Chant J, Mischke M, Mitchell E, Herskowitz I, Pringle J R
Department of Molecular and Cellular Biology, Harvard University, Cambridge, Massachusetts 02138, USA.
J Cell Biol. 1995 May;129(3):767-78. doi: 10.1083/jcb.129.3.767.
Yeast cells can select bud sites in either of two distinct spatial patterns. a cells and alpha cells typically bud in an axial pattern, in which both mother and daughter cells form new buds adjacent to the preceding division site. In contrast, a/alpha cells typically bud in a bipolar pattern, in which new buds can form at either pole of the cell. The BUD3 gene is specifically required for the axial pattern of budding: mutations of BUD3 (including a deletion) affect the axial pattern but not the bipolar pattern. The sequence of BUD3 predicts a product (Bud3p) of 1635 amino acids with no strong or instructive similarities to previously known proteins. However, immunofluorescence localization of Bud3p has revealed that it assembles in an apparent double ring encircling the mother-bud neck shortly after the mitotic spindle forms. The Bud3p structure at the neck persists until cytokinesis, when it splits to yield a single ring of Bud3p marking the division site on each of the two progeny cells. These single rings remain for much of the ensuing unbudded phase and then disassemble. The Bud3p rings are indistinguishable from those of the neck filament-associated proteins (Cdc3p, Cdc10p, Cdc11p, and Cdc12p), except that the latter proteins assemble before bud emergence and remain in place for the duration of the cell cycle. Upon shift of a temperature-sensitive cdc12 mutant to restrictive temperature, localization of both Bud3p and the neck filament-associated proteins is rapidly lost. In addition, a haploid cdc11 mutant loses its axial-budding pattern upon shift to restrictive temperature. Taken together, the data suggest that Bud3p and the neck filaments are linked in a cycle in which each controls the position of the other's assembly: Bud3p assembles onto the neck filaments in one cell cycle to mark the site for axial budding (including assembly of the new ring of neck filaments) in the next cell cycle. As the expression and localization of Bud3p are similar in a, alpha, and a/alpha cells, additional regulation must exist such that Bud3p restricts the position of bud formation in a and alpha cells but not in a/alpha cells.
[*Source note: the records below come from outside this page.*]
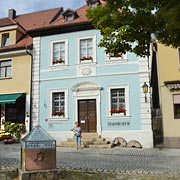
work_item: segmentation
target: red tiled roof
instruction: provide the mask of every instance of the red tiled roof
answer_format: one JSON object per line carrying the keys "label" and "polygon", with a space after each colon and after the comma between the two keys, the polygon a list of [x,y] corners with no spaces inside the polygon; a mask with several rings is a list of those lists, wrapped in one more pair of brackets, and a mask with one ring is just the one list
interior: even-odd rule
{"label": "red tiled roof", "polygon": [[16,25],[17,23],[14,20],[11,20],[9,18],[1,18],[0,19],[0,27],[4,26],[10,26],[10,25]]}
{"label": "red tiled roof", "polygon": [[49,9],[16,16],[14,21],[21,24],[26,30],[47,26],[53,18],[62,11],[61,8]]}
{"label": "red tiled roof", "polygon": [[25,47],[31,46],[31,45],[32,45],[32,37],[29,35],[24,35],[16,44],[1,47],[0,52],[12,50],[12,49],[18,49],[18,48],[25,48]]}

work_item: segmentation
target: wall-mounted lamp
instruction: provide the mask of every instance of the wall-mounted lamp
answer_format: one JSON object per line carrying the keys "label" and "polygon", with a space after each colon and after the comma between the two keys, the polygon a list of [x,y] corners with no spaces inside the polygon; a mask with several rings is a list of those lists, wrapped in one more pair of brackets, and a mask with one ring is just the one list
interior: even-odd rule
{"label": "wall-mounted lamp", "polygon": [[143,93],[145,94],[145,102],[147,103],[147,96],[146,96],[146,94],[148,93],[148,88],[149,88],[149,87],[148,87],[148,85],[146,84],[146,82],[144,82],[142,88],[143,88]]}

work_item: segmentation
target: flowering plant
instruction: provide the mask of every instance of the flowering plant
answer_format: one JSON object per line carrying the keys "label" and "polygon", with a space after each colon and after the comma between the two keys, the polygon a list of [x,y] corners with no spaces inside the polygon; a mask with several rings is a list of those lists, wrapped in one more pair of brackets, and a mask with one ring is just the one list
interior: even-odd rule
{"label": "flowering plant", "polygon": [[84,61],[84,60],[93,60],[92,56],[83,56],[80,58],[80,61]]}
{"label": "flowering plant", "polygon": [[64,63],[64,60],[63,59],[55,59],[52,61],[52,64],[60,64],[60,63]]}
{"label": "flowering plant", "polygon": [[59,111],[53,110],[52,115],[53,116],[62,116],[62,115],[64,115],[64,111],[62,111],[62,110],[59,110]]}
{"label": "flowering plant", "polygon": [[4,131],[12,136],[15,136],[16,142],[19,142],[21,135],[26,132],[26,126],[22,123],[5,122]]}
{"label": "flowering plant", "polygon": [[124,113],[124,115],[126,114],[126,109],[125,108],[119,108],[119,109],[111,109],[110,112],[113,113]]}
酵母细胞可以通过两种不同的空间模式选择出芽位点。a细胞和α细胞通常以轴向模式出芽,即母细胞和子细胞都在先前分裂位点附近形成新的芽。相比之下,a/α细胞通常以双极模式出芽,即新的芽可以在细胞的任一极形成。BUD3基因是轴向出芽模式所特需的:BUD3的突变(包括缺失)会影响轴向模式,但不影响双极模式。BUD3的序列预测其产物(Bud3p)有1635个氨基酸,与先前已知的蛋白质没有明显的或指导性的相似性。然而,Bud3p的免疫荧光定位显示,在有丝分裂纺锤体形成后不久,它会在环绕母芽颈部的明显双环中组装。颈部的Bud3p结构一直持续到胞质分裂,此时它分裂形成单个Bud3p环,标记两个子代细胞中每个细胞的分裂位点。这些单环在随后的大部分未出芽阶段都存在,然后解体。Bud3p环与颈部细丝相关蛋白(Cdc3p、Cdc10p、Cdc11p和Cdc12p)的环没有区别,只是后者的蛋白质在芽出现之前组装,并在细胞周期持续期间保持在原位。当温度敏感的cdc12突变体转移到限制温度时,Bud3p和颈部细丝相关蛋白的定位会迅速丧失。此外,单倍体cdc11突变体在转移到限制温度时会失去其轴向出芽模式。综上所述,数据表明Bud3p和颈部细丝在一个循环中相互关联,其中每个都控制着另一个组装的位置:Bud3p在一个细胞周期中组装到颈部细丝上,以标记下一个细胞周期中轴向出芽的位点(包括新的颈部细丝环的组装)。由于Bud3p在a、α和a/α细胞中的表达和定位相似,所以必须存在额外的调控,使得Bud3p限制a和α细胞中芽形成的位置,但不限制a/α细胞中芽形成的位置。